著者:和田秀樹 出版社:ディスカヴァー 発行年:2011年 本体価格:1000円
国際ブックフェアのディスカヴァーのブースで2割引で発売されていたのを購入。新書の相場としてはページ数によもよるがだいたい700円台~800円台。それが書店では1,050円というのはやや高めの印象。それがそれなりに書店に並んでいるのは、企画力があるせいか。この本では脳科学ブームへの「反省」と認知科学の応用方法について語られている。ガードナーの多重知能という概念が98ページで紹介されているが、これが興味深い。言語的知能や論理数学知能というように「知能」を分割して、さらにそれぞれが一定の関係を保ちつつも、それぞれを別個に伸ばすことができるという概念。

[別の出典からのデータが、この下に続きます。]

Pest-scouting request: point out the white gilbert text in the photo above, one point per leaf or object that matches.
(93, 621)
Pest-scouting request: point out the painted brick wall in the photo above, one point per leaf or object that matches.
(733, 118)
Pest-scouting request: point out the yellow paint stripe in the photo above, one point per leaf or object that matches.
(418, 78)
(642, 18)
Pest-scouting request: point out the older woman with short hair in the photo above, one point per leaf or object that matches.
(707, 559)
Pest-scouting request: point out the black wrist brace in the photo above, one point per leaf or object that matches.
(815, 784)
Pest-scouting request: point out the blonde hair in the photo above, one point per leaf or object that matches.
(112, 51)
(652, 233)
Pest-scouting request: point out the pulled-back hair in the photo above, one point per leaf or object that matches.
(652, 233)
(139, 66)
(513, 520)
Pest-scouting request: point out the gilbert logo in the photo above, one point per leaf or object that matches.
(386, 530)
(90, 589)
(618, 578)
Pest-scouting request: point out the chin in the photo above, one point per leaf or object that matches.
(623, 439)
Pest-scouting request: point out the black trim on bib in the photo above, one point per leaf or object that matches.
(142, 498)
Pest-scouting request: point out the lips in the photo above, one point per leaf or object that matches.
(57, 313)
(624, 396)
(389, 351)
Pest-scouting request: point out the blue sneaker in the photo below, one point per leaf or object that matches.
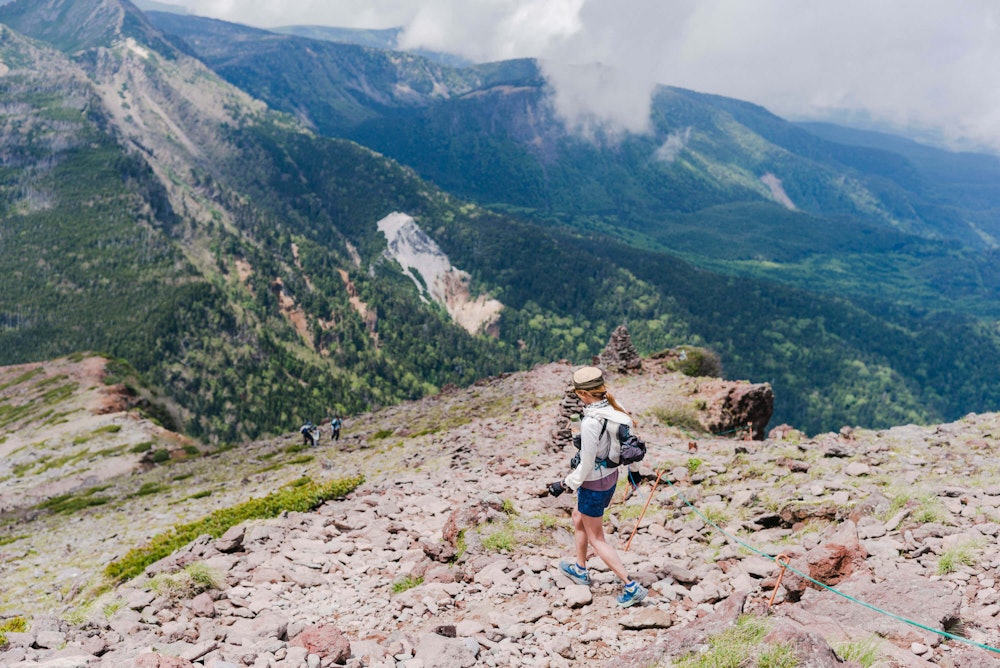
(634, 592)
(575, 573)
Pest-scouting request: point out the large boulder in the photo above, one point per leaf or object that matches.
(735, 406)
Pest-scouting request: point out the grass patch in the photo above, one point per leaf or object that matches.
(23, 378)
(191, 581)
(150, 488)
(506, 535)
(401, 585)
(67, 504)
(304, 459)
(140, 448)
(741, 646)
(300, 496)
(926, 508)
(865, 651)
(59, 462)
(159, 456)
(502, 539)
(963, 554)
(12, 625)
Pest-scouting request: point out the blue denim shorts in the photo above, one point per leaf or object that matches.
(592, 503)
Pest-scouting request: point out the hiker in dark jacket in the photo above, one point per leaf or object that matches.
(594, 482)
(309, 435)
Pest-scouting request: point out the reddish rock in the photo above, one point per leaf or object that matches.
(734, 406)
(154, 660)
(325, 641)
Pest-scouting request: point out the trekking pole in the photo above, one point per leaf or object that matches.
(659, 474)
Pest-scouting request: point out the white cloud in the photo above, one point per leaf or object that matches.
(918, 63)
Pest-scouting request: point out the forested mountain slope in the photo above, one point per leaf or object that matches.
(724, 182)
(234, 257)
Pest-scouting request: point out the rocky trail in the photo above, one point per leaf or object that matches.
(447, 555)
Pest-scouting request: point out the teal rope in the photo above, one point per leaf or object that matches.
(828, 588)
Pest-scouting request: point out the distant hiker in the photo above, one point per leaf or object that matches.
(310, 435)
(595, 483)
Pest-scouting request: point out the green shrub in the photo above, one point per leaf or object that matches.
(159, 456)
(399, 586)
(866, 651)
(12, 625)
(67, 504)
(740, 646)
(150, 488)
(500, 540)
(299, 496)
(963, 554)
(193, 580)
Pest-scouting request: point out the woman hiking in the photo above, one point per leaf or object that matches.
(595, 482)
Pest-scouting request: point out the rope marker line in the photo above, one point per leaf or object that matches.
(850, 598)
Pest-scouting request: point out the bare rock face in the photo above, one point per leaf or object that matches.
(735, 406)
(325, 641)
(620, 355)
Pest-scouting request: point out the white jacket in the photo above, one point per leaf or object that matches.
(595, 446)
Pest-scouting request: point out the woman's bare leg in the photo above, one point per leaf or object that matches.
(593, 528)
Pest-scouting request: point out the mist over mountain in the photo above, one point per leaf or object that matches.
(203, 201)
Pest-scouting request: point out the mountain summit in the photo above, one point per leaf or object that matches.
(74, 26)
(157, 211)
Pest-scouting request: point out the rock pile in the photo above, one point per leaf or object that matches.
(620, 355)
(449, 559)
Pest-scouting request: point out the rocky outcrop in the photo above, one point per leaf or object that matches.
(736, 407)
(448, 555)
(620, 354)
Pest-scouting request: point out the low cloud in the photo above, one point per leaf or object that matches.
(914, 64)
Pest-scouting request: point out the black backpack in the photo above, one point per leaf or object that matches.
(632, 448)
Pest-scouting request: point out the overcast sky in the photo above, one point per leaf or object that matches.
(927, 64)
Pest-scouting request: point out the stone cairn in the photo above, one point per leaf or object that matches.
(620, 355)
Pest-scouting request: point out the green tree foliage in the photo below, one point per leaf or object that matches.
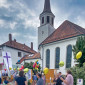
(80, 46)
(78, 73)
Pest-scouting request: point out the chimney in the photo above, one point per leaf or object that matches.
(10, 37)
(31, 45)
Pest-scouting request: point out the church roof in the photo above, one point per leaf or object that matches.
(28, 57)
(19, 46)
(66, 30)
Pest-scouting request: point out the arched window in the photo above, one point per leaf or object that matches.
(48, 58)
(57, 57)
(48, 19)
(42, 20)
(69, 56)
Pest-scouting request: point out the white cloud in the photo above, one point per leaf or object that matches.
(3, 3)
(12, 25)
(59, 17)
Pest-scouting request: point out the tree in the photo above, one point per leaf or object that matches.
(80, 46)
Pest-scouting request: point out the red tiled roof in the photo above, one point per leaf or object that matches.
(66, 30)
(27, 57)
(19, 46)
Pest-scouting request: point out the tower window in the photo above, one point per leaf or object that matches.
(42, 20)
(48, 19)
(52, 21)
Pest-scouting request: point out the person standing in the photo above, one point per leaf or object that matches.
(58, 81)
(21, 80)
(69, 79)
(0, 77)
(44, 79)
(40, 80)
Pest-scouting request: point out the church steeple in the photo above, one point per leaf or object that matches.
(47, 7)
(47, 17)
(46, 27)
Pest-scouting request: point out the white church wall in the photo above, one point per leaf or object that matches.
(63, 50)
(14, 54)
(42, 33)
(33, 60)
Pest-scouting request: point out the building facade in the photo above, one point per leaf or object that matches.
(57, 46)
(16, 49)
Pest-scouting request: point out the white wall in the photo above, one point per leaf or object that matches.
(47, 30)
(63, 50)
(33, 60)
(14, 54)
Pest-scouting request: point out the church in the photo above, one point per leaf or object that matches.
(55, 45)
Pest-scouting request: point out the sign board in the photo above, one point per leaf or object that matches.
(50, 76)
(79, 81)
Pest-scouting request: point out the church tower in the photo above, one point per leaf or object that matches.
(46, 23)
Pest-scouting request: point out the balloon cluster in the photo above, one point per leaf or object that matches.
(79, 55)
(22, 68)
(36, 65)
(5, 69)
(26, 70)
(46, 71)
(19, 69)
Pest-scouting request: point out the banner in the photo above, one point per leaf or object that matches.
(7, 59)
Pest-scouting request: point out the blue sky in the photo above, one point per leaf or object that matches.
(21, 17)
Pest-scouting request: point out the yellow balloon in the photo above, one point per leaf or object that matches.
(78, 55)
(61, 64)
(26, 70)
(37, 60)
(18, 69)
(46, 70)
(10, 68)
(14, 69)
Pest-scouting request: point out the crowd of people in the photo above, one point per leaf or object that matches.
(39, 79)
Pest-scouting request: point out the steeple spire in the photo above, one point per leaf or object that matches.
(47, 7)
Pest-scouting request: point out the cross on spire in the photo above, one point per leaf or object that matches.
(47, 7)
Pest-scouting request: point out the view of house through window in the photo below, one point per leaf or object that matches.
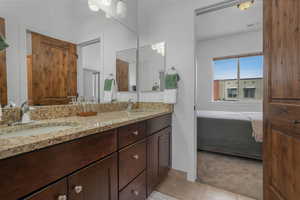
(238, 78)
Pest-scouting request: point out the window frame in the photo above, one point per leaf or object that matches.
(238, 57)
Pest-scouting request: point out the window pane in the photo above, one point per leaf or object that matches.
(251, 78)
(225, 80)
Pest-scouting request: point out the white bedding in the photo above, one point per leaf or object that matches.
(256, 119)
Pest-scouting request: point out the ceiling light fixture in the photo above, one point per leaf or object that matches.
(245, 5)
(121, 8)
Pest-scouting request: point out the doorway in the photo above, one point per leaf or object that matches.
(229, 90)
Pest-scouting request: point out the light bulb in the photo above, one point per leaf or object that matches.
(121, 9)
(93, 5)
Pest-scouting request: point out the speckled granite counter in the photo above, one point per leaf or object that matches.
(84, 126)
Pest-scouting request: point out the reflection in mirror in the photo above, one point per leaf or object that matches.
(152, 67)
(126, 70)
(61, 49)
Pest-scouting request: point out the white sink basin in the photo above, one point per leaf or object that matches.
(34, 129)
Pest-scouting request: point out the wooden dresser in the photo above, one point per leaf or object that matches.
(126, 164)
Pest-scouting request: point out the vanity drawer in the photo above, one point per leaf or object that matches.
(159, 123)
(132, 161)
(32, 171)
(136, 190)
(132, 133)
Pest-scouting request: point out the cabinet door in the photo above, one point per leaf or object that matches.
(99, 181)
(159, 158)
(56, 191)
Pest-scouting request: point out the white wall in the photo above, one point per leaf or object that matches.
(243, 43)
(173, 22)
(37, 16)
(58, 19)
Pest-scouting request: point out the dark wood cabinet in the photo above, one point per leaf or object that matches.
(98, 181)
(158, 158)
(132, 161)
(112, 165)
(56, 191)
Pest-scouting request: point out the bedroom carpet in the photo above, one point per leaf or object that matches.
(238, 175)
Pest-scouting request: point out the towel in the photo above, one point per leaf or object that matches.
(256, 119)
(171, 87)
(171, 81)
(109, 89)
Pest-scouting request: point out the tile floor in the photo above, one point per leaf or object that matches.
(176, 186)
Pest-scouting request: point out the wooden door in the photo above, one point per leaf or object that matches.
(164, 158)
(53, 72)
(56, 191)
(99, 181)
(123, 75)
(282, 100)
(159, 158)
(3, 75)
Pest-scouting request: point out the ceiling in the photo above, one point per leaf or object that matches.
(229, 21)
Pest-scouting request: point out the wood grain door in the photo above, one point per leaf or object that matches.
(159, 158)
(99, 181)
(56, 191)
(53, 72)
(3, 75)
(164, 153)
(123, 75)
(282, 100)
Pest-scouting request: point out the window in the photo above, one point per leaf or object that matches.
(238, 78)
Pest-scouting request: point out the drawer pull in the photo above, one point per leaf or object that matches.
(78, 189)
(136, 157)
(135, 192)
(136, 133)
(296, 121)
(62, 197)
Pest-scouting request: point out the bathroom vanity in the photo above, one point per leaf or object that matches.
(124, 162)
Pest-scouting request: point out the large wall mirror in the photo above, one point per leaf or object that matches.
(60, 49)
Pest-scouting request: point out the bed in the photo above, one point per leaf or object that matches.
(229, 133)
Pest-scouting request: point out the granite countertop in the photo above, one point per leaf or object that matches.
(83, 126)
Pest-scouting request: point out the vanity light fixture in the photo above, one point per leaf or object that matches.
(245, 5)
(121, 8)
(94, 5)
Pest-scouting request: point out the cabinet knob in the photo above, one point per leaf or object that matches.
(135, 192)
(78, 189)
(62, 197)
(136, 133)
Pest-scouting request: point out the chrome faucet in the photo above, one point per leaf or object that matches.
(24, 116)
(130, 104)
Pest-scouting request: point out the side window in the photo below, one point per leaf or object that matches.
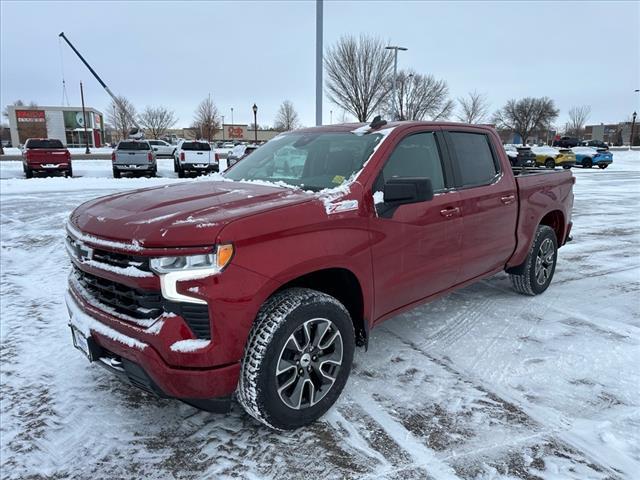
(416, 156)
(476, 163)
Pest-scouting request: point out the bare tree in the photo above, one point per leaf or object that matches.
(287, 117)
(120, 116)
(157, 120)
(206, 119)
(419, 97)
(577, 118)
(358, 75)
(473, 108)
(526, 115)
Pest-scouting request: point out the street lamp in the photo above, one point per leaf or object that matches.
(395, 73)
(255, 124)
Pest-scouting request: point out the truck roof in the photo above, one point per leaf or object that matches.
(348, 127)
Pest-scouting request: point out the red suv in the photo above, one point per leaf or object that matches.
(45, 155)
(262, 282)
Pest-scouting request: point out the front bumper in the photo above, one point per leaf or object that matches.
(143, 366)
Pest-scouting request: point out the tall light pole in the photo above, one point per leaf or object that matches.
(84, 121)
(318, 62)
(255, 124)
(395, 74)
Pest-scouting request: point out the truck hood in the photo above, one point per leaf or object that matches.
(182, 215)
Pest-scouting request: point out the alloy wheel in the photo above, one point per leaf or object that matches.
(309, 363)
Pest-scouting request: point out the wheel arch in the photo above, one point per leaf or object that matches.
(342, 284)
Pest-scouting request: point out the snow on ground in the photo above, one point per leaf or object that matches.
(483, 383)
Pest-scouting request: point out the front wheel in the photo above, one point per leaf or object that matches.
(534, 276)
(297, 359)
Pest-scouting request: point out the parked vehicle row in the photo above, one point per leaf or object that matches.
(263, 285)
(45, 155)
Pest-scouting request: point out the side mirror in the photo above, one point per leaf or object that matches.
(401, 191)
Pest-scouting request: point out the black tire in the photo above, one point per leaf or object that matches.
(528, 278)
(283, 317)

いわゆる先進国のなかで「音楽」が義務教育の学習項目に入っているのは日本だけというのも初めて知る。メタ認知の重要性については、和田秀樹氏は昔から述べられているが、「多重知能」「知識と推論」「メタ認知と自己修正」の3つを柱にすえて著述されたのはこの新書が初めてではないか。「曖昧さ」を許容する度合いで認知的成熟度を測定するというのも面白い(白黒つけたがるのは認知的成熟度が低く、曖昧な部分も世の中にはあるというのが認知的成熟度が高いということになる)。タイトルがややまた高尚そうになっているが、実際には、知能や感情コントロールについてすぐさま実生活で使えるスキルが紹介されている使い勝手のいい本ではないかと思う。